Information

DedupBench is a benchmarking tool for data chunking techniques used in data deduplication. DedupBench is designed for extensibility, allowing new chunking techniques to be implemented with minimal additional code. DedupBench is also designed to be used with generic datasets, allowing for the comparison of a large number of data chunking techniques.
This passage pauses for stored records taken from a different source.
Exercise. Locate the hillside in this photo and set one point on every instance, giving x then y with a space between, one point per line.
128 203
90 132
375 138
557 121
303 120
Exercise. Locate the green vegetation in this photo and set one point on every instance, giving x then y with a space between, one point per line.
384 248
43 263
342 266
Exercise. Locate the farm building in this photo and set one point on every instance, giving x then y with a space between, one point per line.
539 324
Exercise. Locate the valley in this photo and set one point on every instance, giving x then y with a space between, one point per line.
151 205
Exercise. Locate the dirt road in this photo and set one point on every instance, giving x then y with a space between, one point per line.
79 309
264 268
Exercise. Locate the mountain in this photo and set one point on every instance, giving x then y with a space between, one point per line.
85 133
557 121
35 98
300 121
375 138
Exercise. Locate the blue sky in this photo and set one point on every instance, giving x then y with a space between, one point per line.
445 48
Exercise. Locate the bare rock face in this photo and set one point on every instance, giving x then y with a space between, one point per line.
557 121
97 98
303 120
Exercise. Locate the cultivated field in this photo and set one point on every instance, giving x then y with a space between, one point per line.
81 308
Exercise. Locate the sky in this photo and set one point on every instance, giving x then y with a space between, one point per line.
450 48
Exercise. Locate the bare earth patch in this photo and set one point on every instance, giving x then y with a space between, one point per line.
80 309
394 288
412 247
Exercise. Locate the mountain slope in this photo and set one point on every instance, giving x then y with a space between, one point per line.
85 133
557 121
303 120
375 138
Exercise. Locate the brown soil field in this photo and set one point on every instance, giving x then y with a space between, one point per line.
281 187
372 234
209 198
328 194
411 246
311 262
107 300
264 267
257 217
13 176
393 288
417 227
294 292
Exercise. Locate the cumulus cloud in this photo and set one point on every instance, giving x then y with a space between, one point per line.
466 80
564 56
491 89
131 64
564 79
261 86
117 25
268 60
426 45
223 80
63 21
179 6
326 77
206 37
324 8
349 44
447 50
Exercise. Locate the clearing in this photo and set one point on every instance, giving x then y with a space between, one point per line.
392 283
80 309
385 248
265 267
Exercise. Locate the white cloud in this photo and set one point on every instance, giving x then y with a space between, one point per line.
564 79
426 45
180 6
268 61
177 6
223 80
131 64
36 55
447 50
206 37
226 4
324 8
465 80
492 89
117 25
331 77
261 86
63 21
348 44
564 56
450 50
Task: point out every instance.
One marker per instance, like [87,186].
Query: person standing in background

DedupBench currently supports many state-of-the-art data chunking and hashing algorithms. Please cite the relevant publications from this list if you use the code from this repository:

  [1] Udayashankar, S., Baba, A. and Al-Kiswany, S., 2025, February. VectorCDC: Accelerating Data Deduplication with SSE/AVX Instructions. In 2025 USENIX 23rd Conference on File and Storage Technologies (FAST). USENIX
  [2] Udayashankar, S., Baba, A. and Al-Kiswany, S., 2024, December. SeqCDC: Hashless Content-Defined Chunking for Data Deduplication. In 2024 ACM/IFIP 25th International Middleware Conference (MIDDLEWARE). ACM
  [3] Jarah, MA., Udayashankar, S., Baba, A. and Al-Kiswany, S., 2024, July. The Impact of Low-Entropy on Chunking Techniques for Data Deduplication. In 2024 IEEE 17th International Conference on Cloud Computing (CLOUD) (pp. 134-140). IEEE.
  [4] Liu, A., Baba, A., Udayashankar, S. and Al-Kiswany, S., 2023, September. DedupBench: A Benchmarking Tool for Data Chunking Techniques. In 2023 IEEE Canadian Conference on Electrical and Computer Engineering (CCECE) (pp. 469-474). IEEE.

Installation

Install prerequisites. Note that these commands are for Ubuntu 22.04.

  sudo apt update
  sudo apt install libssl-dev
  sudo apt install python3
  sudo apt install python3-pip
  python3 -m pip install matplotlib
  python3 -m pip install seaborn

Clone and build the repository.

  git clone https://github.com/UWASL/dedup-bench.git
  cd dedup-bench/build/
  make clean
  make

If AVX-512 support is required, these are the alternative build commands. Note that building with this option on a machine without AVX-512 support will result in runtime errors.
```
  make clean
  make EXTRA_COMPILER_FLAGS='-mavx512f -mavx512vl -mavx512bw'
```

Generate a dataset consisting of random data for testing. This generates three 1GB files with random ASCII characters on Ubuntu 22.04.

  mkdir random_dataset
  cd random_dataset/
  base64 /dev/urandom | head -c 1000000000 > random_1.txt
  base64 /dev/urandom | head -c 1000000000 > random_2.txt
  base64 /dev/urandom | head -c 1000000000 > random_3.txt

Alternatively, download and use the VM Dataset from DedupBench (details below).

Running dedup-bench

This section describes how to run dedup-bench. You can run dedup-bench using our preconfigured scripts for 8KB chunks or manually if you want custom techniques/chunk sizes.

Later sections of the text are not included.